Albert Cossery : éloge de la dérision (4e partie et fin)
Par Mesloub Khider – Par leur seule foi optimiste, les personnages de Cossery vivent dans le bonheur. Ils sont naturellement heureux, même dans l’extrême dénuement. Pour ces personnages, n’est digne d’estime et de considération que la personne modeste et humble, simplement habitée par une joie jamais éteinte.
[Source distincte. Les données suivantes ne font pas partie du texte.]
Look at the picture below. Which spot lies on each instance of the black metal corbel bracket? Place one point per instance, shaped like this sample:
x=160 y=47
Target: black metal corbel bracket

Pour Cossery, la joie est la meilleure arme contre les pouvoirs dominants, l’ordre établi. «Procurer (une) parcelle de joie à un homme − ne fût-ce que l’espace de quelques heures − paraissait plus efficient que toute les vaines tentatives des réformateurs et des idéalistes voulant arracher à sa peine une humanité douloureuse».
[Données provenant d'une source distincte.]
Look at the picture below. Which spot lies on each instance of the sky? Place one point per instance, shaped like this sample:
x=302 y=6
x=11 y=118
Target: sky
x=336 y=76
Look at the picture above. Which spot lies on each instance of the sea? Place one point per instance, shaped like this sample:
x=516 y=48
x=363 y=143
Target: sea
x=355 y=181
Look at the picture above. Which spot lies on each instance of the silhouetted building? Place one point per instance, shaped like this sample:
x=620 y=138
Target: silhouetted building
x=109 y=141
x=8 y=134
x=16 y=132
La joie est cet acquis humain précieux obtenu sans lutte. Une joie qu’il ne faut absolument pas abandonner aux classes méprisables possédantes. «Détourner à son profit une parcelle de joie égarée parmi les hommes (…) Avec cette éthique simple (…) l’on parvient à être parfaitement heureux et, de plus, n’importe où.»
La joie cultivée, rageusement exhibée, est inséparable de la paix intérieure. La joie est l’étendard de l’âme apaisée. Au reste, pour Cossery l’ataraxie, cette absence de trouble intérieur, constitue la composante primordiale de l’être humain. Dans la quête du bonheur, il s’agit de découvrir la paix, même au fond de l’extrême dénuement. Entre le progrès prêché par les thuriféraires du capital et la paix individuelle, Cossery nous invite à choisir la seconde option.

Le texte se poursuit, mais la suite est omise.